SAN FRANCISCO (Reuters) - Squabbling between surviving members of the 1960s rock band The Doors is serious enough that a lawsuit over an insurance policy covering “advertising injury” should proceed, a federal appeals court ruled on Tuesday.
The band tried to carry on after its lead singer, Jim Morrison, died in 1971, but eventually split up. In recent years drummer John Densmore has waged a legal fight against guitarist Robby Krieger and keyboardist Ray Manzarek over their touring as “The Doors of the 21st Century.” A judge eventually told them to stop using that name.
According to court papers, the Densmore lawsuit cost Manzarek and Doors Touring, Inc. more than $3 million in legal fees. Amid that fight, Manzarek filed an insurance claim.
Manzarek, who played distinctive organ riffs on such hits as “Light My Fire,” took out a commercial liability insurance policy in 2002 to 2003 from St.
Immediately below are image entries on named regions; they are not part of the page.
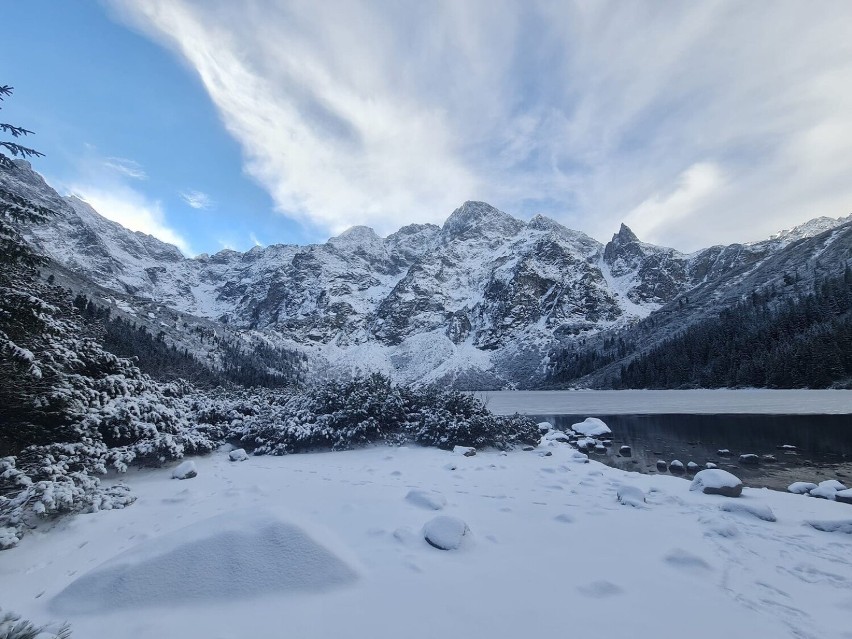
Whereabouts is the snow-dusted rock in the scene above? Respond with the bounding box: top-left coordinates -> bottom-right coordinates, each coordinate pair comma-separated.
569,450 -> 589,464
805,519 -> 852,535
834,488 -> 852,504
228,448 -> 248,461
616,486 -> 645,508
571,417 -> 612,437
423,515 -> 470,550
819,479 -> 848,490
808,486 -> 837,501
787,481 -> 817,495
689,468 -> 743,497
574,437 -> 598,452
720,501 -> 778,521
405,489 -> 447,510
172,460 -> 198,479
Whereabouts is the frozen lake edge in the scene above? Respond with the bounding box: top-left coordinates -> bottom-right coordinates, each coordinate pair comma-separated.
474,389 -> 852,415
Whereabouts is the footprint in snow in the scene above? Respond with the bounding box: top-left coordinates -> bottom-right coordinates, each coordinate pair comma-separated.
577,580 -> 624,599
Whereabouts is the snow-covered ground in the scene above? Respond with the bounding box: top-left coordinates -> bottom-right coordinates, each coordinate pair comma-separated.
476,389 -> 852,415
0,442 -> 852,639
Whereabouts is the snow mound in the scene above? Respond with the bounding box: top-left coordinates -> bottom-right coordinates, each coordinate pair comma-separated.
423,515 -> 470,550
228,448 -> 248,461
689,468 -> 743,497
721,501 -> 778,521
405,490 -> 447,510
571,417 -> 612,437
51,511 -> 358,615
172,461 -> 198,479
787,481 -> 817,495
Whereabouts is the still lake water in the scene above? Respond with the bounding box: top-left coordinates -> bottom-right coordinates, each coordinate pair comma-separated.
530,414 -> 852,490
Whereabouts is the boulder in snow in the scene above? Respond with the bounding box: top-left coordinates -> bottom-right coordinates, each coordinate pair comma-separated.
616,486 -> 645,508
571,417 -> 612,437
805,519 -> 852,535
689,468 -> 743,497
405,490 -> 447,510
787,481 -> 817,495
423,515 -> 470,550
172,460 -> 198,479
834,488 -> 852,504
228,448 -> 248,461
453,446 -> 476,457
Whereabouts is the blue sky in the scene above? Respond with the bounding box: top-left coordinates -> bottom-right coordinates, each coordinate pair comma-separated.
0,0 -> 852,254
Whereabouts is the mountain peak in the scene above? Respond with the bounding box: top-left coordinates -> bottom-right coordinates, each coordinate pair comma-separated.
612,222 -> 639,244
441,200 -> 524,240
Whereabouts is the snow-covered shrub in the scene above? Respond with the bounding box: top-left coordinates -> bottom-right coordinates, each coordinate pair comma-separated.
0,611 -> 71,639
226,375 -> 539,455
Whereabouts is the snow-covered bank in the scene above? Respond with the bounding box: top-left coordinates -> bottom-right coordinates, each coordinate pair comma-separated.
475,389 -> 852,415
0,442 -> 852,639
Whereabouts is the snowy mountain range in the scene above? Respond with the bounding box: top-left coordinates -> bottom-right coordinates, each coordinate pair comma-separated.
5,162 -> 852,389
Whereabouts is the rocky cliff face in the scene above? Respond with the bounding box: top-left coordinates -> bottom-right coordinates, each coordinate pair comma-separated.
0,163 -> 850,387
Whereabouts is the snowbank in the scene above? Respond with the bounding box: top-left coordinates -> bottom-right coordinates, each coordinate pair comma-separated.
51,510 -> 357,615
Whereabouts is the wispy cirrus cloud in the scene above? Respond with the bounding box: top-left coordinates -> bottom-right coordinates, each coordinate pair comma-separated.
69,184 -> 194,256
179,189 -> 214,210
103,157 -> 148,180
113,0 -> 852,249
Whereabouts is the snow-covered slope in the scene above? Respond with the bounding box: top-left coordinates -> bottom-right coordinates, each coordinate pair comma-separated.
0,162 -> 852,388
0,442 -> 852,639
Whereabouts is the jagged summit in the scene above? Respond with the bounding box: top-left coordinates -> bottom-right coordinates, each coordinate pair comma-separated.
441,201 -> 524,241
612,222 -> 639,244
0,163 -> 852,388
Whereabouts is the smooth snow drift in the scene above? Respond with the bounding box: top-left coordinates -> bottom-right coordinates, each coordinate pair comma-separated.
51,511 -> 357,615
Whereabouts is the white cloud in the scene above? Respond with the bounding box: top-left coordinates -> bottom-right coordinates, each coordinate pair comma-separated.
103,157 -> 148,180
179,189 -> 214,209
70,184 -> 194,256
113,0 -> 852,249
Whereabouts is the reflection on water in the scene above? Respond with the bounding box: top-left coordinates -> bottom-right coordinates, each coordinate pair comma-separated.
533,415 -> 852,490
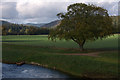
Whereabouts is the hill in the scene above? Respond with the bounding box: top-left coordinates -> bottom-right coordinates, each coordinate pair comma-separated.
41,20 -> 60,28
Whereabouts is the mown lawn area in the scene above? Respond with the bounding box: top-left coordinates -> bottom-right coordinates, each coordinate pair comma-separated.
2,35 -> 118,78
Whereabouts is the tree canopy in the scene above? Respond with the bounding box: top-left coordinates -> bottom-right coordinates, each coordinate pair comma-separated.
49,3 -> 114,50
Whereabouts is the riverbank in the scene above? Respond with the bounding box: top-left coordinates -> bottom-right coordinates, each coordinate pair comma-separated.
2,35 -> 118,78
3,44 -> 118,78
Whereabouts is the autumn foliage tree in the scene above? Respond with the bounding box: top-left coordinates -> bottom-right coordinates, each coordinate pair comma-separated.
49,3 -> 114,50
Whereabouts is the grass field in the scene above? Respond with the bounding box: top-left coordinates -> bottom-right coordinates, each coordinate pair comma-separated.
2,34 -> 118,78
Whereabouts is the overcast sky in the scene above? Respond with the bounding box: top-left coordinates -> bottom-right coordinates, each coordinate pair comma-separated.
0,0 -> 119,24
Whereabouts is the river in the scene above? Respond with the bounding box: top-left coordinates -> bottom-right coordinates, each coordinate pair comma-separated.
2,64 -> 69,78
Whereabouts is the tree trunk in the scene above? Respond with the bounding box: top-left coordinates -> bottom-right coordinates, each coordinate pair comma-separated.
79,40 -> 85,51
79,44 -> 84,51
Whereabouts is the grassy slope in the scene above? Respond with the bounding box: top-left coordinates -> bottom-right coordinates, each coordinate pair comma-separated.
3,35 -> 118,77
2,35 -> 118,49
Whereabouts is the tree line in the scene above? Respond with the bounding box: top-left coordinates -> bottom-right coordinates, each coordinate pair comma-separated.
2,23 -> 49,35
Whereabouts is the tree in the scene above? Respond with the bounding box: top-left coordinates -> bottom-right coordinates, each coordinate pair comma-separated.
48,3 -> 114,50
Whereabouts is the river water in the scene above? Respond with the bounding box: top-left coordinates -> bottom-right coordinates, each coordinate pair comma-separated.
2,64 -> 69,78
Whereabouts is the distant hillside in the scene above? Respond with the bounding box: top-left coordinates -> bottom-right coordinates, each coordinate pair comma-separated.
0,20 -> 49,35
41,20 -> 60,28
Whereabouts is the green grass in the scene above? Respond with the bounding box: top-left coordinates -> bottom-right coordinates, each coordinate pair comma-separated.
2,34 -> 118,49
2,35 -> 118,78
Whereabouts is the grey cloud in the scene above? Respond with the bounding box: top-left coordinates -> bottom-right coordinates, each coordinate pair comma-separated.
2,2 -> 118,23
1,2 -> 18,19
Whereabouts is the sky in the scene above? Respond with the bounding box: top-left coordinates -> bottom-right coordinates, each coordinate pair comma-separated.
0,0 -> 119,24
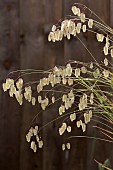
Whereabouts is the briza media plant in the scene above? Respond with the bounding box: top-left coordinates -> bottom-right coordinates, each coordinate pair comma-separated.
3,3 -> 113,167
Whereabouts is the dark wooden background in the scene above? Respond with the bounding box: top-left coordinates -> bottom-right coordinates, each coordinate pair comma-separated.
0,0 -> 113,170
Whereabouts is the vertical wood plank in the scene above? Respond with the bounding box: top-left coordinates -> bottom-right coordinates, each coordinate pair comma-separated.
0,0 -> 21,170
87,0 -> 111,170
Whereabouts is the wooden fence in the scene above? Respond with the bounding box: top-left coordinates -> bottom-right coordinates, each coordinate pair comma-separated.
0,0 -> 113,170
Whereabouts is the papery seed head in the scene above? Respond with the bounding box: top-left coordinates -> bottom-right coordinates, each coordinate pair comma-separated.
88,19 -> 93,28
62,144 -> 66,151
52,25 -> 56,32
66,143 -> 71,149
104,58 -> 108,66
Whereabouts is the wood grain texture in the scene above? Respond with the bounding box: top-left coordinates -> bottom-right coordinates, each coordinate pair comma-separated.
0,0 -> 21,170
0,0 -> 113,170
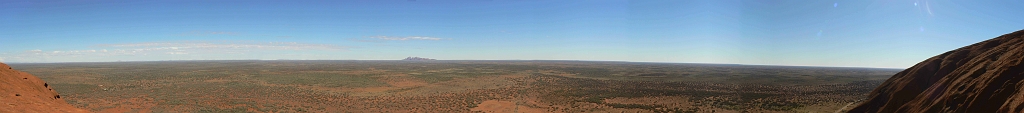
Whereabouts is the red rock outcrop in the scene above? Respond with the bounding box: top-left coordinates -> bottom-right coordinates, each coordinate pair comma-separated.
850,31 -> 1024,113
0,63 -> 88,113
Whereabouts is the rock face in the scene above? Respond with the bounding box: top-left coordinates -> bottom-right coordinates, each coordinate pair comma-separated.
401,57 -> 434,61
850,31 -> 1024,113
0,63 -> 88,113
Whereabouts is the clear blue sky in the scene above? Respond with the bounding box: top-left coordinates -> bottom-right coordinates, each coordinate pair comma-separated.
0,0 -> 1024,68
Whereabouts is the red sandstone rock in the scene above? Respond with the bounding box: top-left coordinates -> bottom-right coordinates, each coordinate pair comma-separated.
0,63 -> 88,113
850,31 -> 1024,113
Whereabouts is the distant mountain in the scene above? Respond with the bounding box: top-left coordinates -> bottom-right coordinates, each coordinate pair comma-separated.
850,31 -> 1024,113
401,57 -> 435,61
0,63 -> 89,113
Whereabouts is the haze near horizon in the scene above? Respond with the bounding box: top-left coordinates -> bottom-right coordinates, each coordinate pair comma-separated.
0,0 -> 1024,68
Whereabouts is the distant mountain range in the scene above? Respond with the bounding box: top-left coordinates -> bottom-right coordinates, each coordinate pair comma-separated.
401,57 -> 435,61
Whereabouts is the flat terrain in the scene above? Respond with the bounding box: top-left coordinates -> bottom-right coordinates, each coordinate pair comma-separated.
11,61 -> 900,113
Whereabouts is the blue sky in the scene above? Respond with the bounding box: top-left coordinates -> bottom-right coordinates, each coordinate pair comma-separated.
0,0 -> 1024,68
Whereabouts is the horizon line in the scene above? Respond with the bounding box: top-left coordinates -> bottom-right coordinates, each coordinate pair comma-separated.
0,59 -> 909,70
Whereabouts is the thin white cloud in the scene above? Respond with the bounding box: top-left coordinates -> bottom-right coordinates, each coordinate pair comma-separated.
370,36 -> 444,41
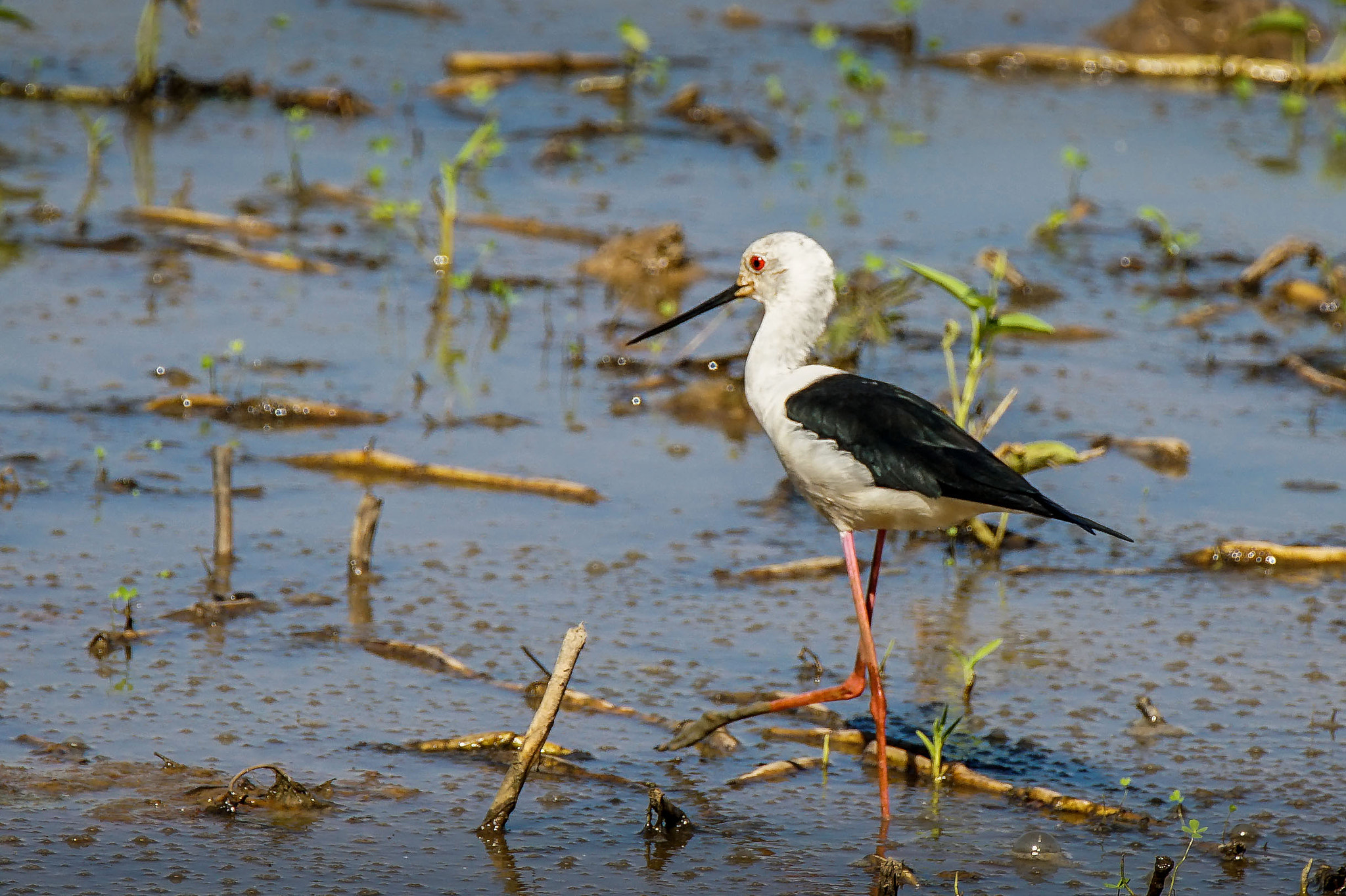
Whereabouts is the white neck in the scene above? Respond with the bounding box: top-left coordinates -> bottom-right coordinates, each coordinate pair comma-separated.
745,282 -> 835,389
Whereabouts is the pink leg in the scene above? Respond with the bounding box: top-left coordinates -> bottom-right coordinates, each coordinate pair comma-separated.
767,529 -> 889,713
841,531 -> 890,820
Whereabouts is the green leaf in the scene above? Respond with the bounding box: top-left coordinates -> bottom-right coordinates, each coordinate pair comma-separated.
0,7 -> 32,31
990,311 -> 1057,332
809,22 -> 837,50
898,258 -> 994,311
616,19 -> 650,55
996,440 -> 1094,476
972,638 -> 1004,666
1243,7 -> 1309,35
1061,146 -> 1089,171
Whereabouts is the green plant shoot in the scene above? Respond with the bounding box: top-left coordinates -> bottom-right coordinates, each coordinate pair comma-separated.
435,118 -> 505,275
950,638 -> 1004,705
917,704 -> 962,786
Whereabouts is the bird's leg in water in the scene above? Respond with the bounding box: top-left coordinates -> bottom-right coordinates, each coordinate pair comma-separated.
655,529 -> 889,750
841,531 -> 889,819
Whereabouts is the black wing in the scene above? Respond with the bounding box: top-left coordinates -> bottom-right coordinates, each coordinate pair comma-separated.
785,372 -> 1130,541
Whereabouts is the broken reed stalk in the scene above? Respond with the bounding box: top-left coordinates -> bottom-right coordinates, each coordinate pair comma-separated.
476,623 -> 586,834
1282,354 -> 1346,394
933,43 -> 1346,86
210,445 -> 234,565
346,491 -> 384,579
1146,856 -> 1174,896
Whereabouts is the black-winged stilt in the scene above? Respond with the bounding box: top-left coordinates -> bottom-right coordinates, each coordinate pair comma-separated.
627,233 -> 1130,819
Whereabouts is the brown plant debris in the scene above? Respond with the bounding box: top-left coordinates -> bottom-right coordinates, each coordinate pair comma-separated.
425,72 -> 518,100
457,214 -> 611,246
1272,277 -> 1342,317
87,628 -> 164,660
720,3 -> 762,28
125,206 -> 280,238
1182,541 -> 1346,569
1172,302 -> 1243,327
271,87 -> 374,118
444,50 -> 624,74
1093,0 -> 1322,59
163,591 -> 277,625
1238,235 -> 1323,292
664,83 -> 781,162
724,756 -> 822,787
934,43 -> 1346,85
641,784 -> 692,837
179,233 -> 336,275
1280,354 -> 1346,394
200,764 -> 333,815
277,448 -> 603,504
404,730 -> 574,756
144,393 -> 388,426
579,221 -> 705,286
863,855 -> 921,896
710,557 -> 845,581
476,623 -> 587,834
758,725 -> 868,753
864,743 -> 1155,824
350,0 -> 463,22
1089,435 -> 1191,476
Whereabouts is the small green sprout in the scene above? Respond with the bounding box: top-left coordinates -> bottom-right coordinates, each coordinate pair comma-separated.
200,355 -> 216,394
899,253 -> 1053,429
1103,856 -> 1136,896
950,638 -> 1004,705
809,22 -> 837,50
917,704 -> 962,786
435,118 -> 505,279
1061,145 -> 1089,204
837,50 -> 887,93
1169,813 -> 1206,896
1136,206 -> 1201,262
616,19 -> 650,55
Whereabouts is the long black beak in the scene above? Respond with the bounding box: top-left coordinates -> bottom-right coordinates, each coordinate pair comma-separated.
626,284 -> 740,346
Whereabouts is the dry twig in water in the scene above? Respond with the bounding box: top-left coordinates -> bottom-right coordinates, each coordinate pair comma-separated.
934,43 -> 1346,85
1280,354 -> 1346,394
478,623 -> 586,833
1183,541 -> 1346,569
125,206 -> 280,238
279,448 -> 603,504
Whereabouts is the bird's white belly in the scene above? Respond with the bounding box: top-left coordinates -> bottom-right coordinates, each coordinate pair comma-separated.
777,433 -> 992,531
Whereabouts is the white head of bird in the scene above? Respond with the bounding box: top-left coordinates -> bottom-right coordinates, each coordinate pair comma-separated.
627,231 -> 836,372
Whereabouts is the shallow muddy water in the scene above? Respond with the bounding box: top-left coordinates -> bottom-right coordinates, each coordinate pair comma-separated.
0,0 -> 1346,893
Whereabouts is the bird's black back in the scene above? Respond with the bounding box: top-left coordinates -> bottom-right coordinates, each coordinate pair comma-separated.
785,372 -> 1130,541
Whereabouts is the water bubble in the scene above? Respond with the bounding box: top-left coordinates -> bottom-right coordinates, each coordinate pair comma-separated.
1010,830 -> 1066,862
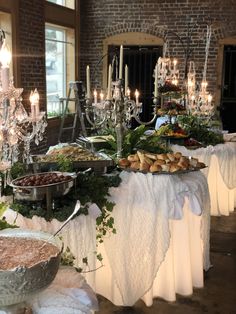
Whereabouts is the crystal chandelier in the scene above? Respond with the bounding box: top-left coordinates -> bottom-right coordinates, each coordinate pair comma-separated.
0,29 -> 47,164
85,45 -> 157,158
187,26 -> 214,120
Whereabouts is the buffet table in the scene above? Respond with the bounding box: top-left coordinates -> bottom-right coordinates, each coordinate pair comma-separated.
4,171 -> 210,306
171,142 -> 236,216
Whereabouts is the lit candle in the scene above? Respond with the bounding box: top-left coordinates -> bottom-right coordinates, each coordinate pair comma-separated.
127,87 -> 130,99
154,64 -> 158,97
134,89 -> 139,105
119,45 -> 123,80
30,88 -> 39,119
0,39 -> 11,92
125,64 -> 129,96
100,91 -> 104,101
107,64 -> 111,100
207,94 -> 212,106
86,65 -> 91,99
93,89 -> 98,104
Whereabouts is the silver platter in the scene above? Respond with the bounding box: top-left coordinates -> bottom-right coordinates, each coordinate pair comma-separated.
10,171 -> 76,201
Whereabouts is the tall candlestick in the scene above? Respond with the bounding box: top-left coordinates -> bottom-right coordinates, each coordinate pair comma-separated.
86,65 -> 91,99
119,45 -> 123,80
134,89 -> 139,105
30,88 -> 39,119
0,39 -> 11,92
93,89 -> 98,104
107,64 -> 111,100
154,64 -> 158,97
125,64 -> 129,96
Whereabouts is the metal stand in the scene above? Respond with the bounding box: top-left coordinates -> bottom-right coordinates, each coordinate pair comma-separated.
58,81 -> 87,142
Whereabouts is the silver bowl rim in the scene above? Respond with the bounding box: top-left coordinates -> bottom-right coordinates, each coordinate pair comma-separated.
9,171 -> 77,189
0,228 -> 63,274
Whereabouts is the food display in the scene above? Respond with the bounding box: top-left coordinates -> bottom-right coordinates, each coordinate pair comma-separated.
31,143 -> 114,172
36,145 -> 101,162
0,236 -> 60,270
156,123 -> 188,138
118,151 -> 205,173
14,172 -> 72,187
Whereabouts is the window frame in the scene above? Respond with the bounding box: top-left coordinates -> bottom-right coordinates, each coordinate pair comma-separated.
45,0 -> 80,120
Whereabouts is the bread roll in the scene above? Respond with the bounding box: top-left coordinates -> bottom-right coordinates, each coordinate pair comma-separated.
144,154 -> 153,166
154,159 -> 166,165
167,153 -> 175,161
170,164 -> 181,172
161,164 -> 170,172
137,150 -> 145,162
157,154 -> 167,160
174,152 -> 182,159
129,161 -> 140,170
118,158 -> 130,168
139,161 -> 150,171
127,154 -> 139,161
145,153 -> 157,160
149,164 -> 161,172
189,157 -> 198,167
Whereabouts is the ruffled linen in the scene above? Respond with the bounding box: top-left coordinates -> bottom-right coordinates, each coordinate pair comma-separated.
104,172 -> 210,305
Paul Fire and Marine Insurance Company.
That policy included protection against advertising injury, which refers to losses from things such as slander, libel and privacy infringement.
Manzarek notified the insurance firm of Densmore’s suit in 2003, but the firm declined to provide insurance coverage. The keyboardist, who lives north of San Francisco, sued for breach of contract and in 2006 a district court dismissed the case.
On Tuesday, the U.S. 9th Circuit Court of Appeals overruled that decision, saying the lower court should review Manzarek’s complaint.